When I knock, he calls for me to come in. I open the door and step into the kitchen of his small apartment, the lights on even though it’s the middle of the afternoon.
“Hey, Ernie. Are you decent?”
“Enough,” he retorts, his usual answer, and I smile.
I find him in the living room, sitting in front of the TV, watching a curling match with no volume.
“How are you doing?” I plop down on the couch next to his beloved rocking chair.
“Better than the alternative,” he says.
“Which is what?” I ask, knowing I’m walking right into the trap of a carefully orchestrated joke. I know he spends all of the days before I come thinking of jokes he can try out on me, so I always play along.
“Six feet under, like my brother Gareth Richard Solomon IV, the unlucky son of a bitch.”
“Ernie!” I say in mock horror. “Don’t make me call your mother.”
“Why not? I haven’t been to a good seance in some years.”

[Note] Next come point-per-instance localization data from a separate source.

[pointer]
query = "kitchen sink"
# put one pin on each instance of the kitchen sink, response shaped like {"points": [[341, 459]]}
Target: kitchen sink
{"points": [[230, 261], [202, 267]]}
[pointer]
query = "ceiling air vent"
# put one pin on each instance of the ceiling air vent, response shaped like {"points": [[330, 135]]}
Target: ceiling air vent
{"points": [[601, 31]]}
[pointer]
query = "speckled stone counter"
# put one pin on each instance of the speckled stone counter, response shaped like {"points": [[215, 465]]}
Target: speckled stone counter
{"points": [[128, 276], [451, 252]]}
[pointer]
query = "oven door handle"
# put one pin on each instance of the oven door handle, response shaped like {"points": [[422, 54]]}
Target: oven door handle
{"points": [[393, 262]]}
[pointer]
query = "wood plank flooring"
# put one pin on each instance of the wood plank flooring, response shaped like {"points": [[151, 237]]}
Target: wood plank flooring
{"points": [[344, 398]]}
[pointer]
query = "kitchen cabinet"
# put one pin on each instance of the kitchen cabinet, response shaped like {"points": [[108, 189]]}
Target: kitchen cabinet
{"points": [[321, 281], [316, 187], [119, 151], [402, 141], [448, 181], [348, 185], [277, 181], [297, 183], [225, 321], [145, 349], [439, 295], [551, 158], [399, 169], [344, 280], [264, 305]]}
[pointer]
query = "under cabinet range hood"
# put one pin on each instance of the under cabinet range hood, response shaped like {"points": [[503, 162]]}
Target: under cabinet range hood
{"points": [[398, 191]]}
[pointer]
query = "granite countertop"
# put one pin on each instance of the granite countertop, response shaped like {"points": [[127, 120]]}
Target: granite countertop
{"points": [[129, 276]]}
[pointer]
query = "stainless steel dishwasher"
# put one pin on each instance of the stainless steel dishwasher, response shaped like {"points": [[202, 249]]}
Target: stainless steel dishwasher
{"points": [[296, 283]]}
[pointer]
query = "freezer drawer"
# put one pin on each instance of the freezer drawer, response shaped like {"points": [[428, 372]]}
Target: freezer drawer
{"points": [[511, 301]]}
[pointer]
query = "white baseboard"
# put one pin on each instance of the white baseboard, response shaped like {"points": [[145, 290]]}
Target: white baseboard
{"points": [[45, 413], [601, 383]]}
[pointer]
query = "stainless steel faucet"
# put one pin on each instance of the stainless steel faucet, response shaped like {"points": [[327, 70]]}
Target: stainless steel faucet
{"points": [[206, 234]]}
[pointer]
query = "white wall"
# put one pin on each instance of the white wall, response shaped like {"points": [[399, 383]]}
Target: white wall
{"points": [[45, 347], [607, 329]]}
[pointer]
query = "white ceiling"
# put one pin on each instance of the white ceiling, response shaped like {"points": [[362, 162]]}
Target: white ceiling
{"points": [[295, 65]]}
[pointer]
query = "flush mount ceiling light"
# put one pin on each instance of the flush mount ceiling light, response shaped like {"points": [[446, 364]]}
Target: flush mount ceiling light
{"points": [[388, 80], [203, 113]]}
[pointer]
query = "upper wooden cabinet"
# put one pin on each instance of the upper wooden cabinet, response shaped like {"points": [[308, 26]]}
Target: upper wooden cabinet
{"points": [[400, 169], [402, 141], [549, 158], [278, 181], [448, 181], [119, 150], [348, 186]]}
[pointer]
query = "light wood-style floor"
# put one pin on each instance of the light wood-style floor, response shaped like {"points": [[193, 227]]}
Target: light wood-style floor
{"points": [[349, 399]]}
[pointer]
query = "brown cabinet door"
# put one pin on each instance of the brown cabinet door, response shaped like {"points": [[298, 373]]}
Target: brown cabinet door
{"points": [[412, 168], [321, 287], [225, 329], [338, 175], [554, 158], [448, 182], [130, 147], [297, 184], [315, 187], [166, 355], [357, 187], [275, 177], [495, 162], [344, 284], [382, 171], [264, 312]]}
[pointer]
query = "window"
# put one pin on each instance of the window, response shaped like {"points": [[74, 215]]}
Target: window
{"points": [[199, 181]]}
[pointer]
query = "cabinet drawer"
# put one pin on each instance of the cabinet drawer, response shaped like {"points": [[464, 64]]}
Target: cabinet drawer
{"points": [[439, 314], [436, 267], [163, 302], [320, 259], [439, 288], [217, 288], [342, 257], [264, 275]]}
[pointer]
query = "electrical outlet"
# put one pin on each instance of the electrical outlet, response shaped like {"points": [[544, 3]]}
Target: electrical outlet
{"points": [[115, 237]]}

I laugh. “I can’t, when you’re like this,” I say, even though he is always like this and that’s what keeps me coming back. That, and the fact that I get paid for it, which honestly feels like a con, since most times he is easily the best part of my week. I was nervous to apply when I first saw the ad Ernie’s family posted online late last year, looking for someone to keep him company a few times a week. I didn’t have a lot of experience with older people. We live far from Dad’s parents, and I’ve never even met Mom’s. Thankfully, it has turned out to be the perfect job for me. I literally get to sit and exchange barbs with the funniest old man I’ve ever met, and I make money from it.
“Want to go for a walk?” I ask while I tidy up his small table.
Ernie scoffs. “I didn’t do all that exercise when I was young just to get old and do even more. When do I reap the benefits of what I sowed?”
“The fresh air will be good for you,” I insist.
He shakes his head.
“Put on some music,” he says, “and then I want to ask you something.”
I’ve been here enough times that I can hook up my phone to the wireless speaker Ernie’s kids bought him last Christmas, and within seconds Ella Fitzgerald’s voice comes spilling out into the room.
I let myself listen to the old jazz classics only when I’m with Ernie. First, because he’s old enough to appreciate them. Second, because with him as my audience, I can usually manage to keep my tears back.
Today the ache in my chest is dull but bearable.